No circularity: empirical training report with external benchmark comparisons

full rationale

The paper describes supervised fine-tuning of the base Phi-4 model on curated teachable prompts paired with o3-mini demonstrations, followed by optional outcome-based RL for the plus variant. Performance claims rest on direct evaluations across standard math, coding, planning, and general benchmarks, with explicit comparisons to independent external models (DeepSeek-R1-Distill-Llama-70B and full DeepSeek-R1). No equations, fitted parameters, or first-principles derivations appear that could reduce reported gains to self-definitions or tautologies by construction.
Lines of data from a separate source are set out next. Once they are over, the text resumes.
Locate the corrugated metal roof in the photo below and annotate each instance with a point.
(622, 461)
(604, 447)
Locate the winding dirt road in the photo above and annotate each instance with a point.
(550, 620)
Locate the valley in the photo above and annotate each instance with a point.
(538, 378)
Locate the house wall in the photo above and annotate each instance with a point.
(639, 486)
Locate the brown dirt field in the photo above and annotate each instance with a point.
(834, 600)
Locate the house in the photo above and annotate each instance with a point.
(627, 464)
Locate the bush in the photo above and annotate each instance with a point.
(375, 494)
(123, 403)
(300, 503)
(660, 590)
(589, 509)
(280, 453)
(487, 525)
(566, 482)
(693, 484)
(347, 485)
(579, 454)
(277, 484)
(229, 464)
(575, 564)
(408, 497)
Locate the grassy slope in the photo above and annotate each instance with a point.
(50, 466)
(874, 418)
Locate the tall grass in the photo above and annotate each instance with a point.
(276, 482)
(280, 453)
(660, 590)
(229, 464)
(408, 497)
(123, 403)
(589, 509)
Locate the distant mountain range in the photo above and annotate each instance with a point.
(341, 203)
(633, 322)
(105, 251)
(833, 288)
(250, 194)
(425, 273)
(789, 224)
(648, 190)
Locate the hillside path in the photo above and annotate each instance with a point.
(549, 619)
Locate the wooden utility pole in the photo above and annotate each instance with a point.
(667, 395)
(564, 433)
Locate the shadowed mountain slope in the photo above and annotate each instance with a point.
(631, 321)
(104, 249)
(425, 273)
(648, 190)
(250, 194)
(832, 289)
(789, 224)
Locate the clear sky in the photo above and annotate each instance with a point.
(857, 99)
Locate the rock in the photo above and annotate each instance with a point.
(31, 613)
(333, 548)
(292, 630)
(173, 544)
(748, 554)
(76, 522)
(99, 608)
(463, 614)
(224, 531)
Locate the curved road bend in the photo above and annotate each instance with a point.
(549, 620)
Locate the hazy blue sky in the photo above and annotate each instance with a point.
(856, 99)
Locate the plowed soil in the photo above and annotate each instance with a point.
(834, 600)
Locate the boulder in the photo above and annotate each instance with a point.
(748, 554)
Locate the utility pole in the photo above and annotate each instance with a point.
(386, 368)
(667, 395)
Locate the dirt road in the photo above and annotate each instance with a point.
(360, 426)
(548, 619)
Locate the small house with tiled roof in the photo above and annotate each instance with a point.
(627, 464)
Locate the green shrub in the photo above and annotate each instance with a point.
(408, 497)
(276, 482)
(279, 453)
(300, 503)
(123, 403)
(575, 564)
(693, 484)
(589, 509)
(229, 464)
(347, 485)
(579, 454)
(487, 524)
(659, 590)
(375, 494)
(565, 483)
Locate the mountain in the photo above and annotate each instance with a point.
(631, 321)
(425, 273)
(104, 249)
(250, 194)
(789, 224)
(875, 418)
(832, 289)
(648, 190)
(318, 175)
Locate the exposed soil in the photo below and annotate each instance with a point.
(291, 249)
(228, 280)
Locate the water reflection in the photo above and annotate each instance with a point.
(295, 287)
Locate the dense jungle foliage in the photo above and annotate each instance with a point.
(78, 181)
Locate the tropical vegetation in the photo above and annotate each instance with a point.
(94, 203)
Self-references to the prior Phi-4 base model are present but not load-bearing; the central results are measured outcomes on external benchmarks rather than any renaming, ansatz smuggling, or uniqueness theorem imported from the same authors.

Axiom & Free-Parameter Ledger

0 free parameters · 0 axioms · 0 invented entities

The central performance claim rests on the unstated assumption that the selected training prompts and o3-mini traces constitute an effective and generalizable teaching signal; no free parameters, axioms, or invented entities are explicitly introduced in the abstract.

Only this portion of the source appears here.